The installation extends the interior architecture of the room, with the same interior fist forms pinned onto wood boards. The boards were taken from a table that sat across the street from the former Millikan Laboratory at the Claremont Colleges, where another struggle to address the violence of his eugenic advocacy led to its eventual renaming in 2020. These elements are installed both to draw attention to the structure of the room, and to hold tension: the historical memory of Neighborhood Church, the former namesake of the room and its subsequent renaming, and the ongoing need to remember and reckon with our past. 

The work is named to recognize detention itself as a practice of reproductive control, following Jess Whatcott’s theorization of carceral eugenics, following their realization that “reproductive injustice continues even if sterilization surgeries are halted […] incarceration, in all its forms, continues to function as eugenics, just as policies of institutionalization did in the early twentieth century.”** We must fight against carceral eugenics in all of its interconnected forms, including mass incarceration, threats to return to mass institutionalization, and immigrant detention. Free them all.

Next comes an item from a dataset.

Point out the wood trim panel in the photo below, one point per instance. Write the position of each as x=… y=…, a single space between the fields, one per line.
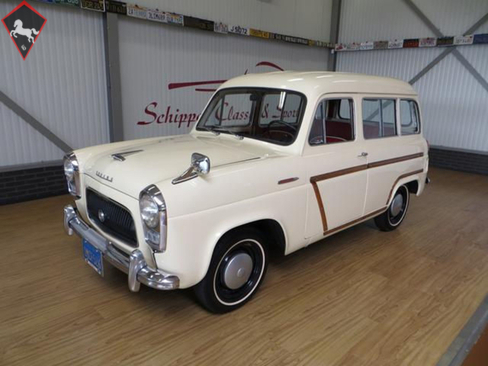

* Alexandra Minna Stern, Nicole L. Novak, Natalie Lira, Kate O’Connor, Siobán Harlow, and Sharon Kardia, California’s Sterilization Survivors: An Estimate and Call for Redress (American Journal of Public Health, 2016) https://ajph.aphapublications.org/doi/10.2105/AJPH.2016.303489

**  Jess Whatcott, Menace to the Future: A Disability and Queer History of Carceral Eugenics (Durham, NC: Duke University Press, 2024), xiv.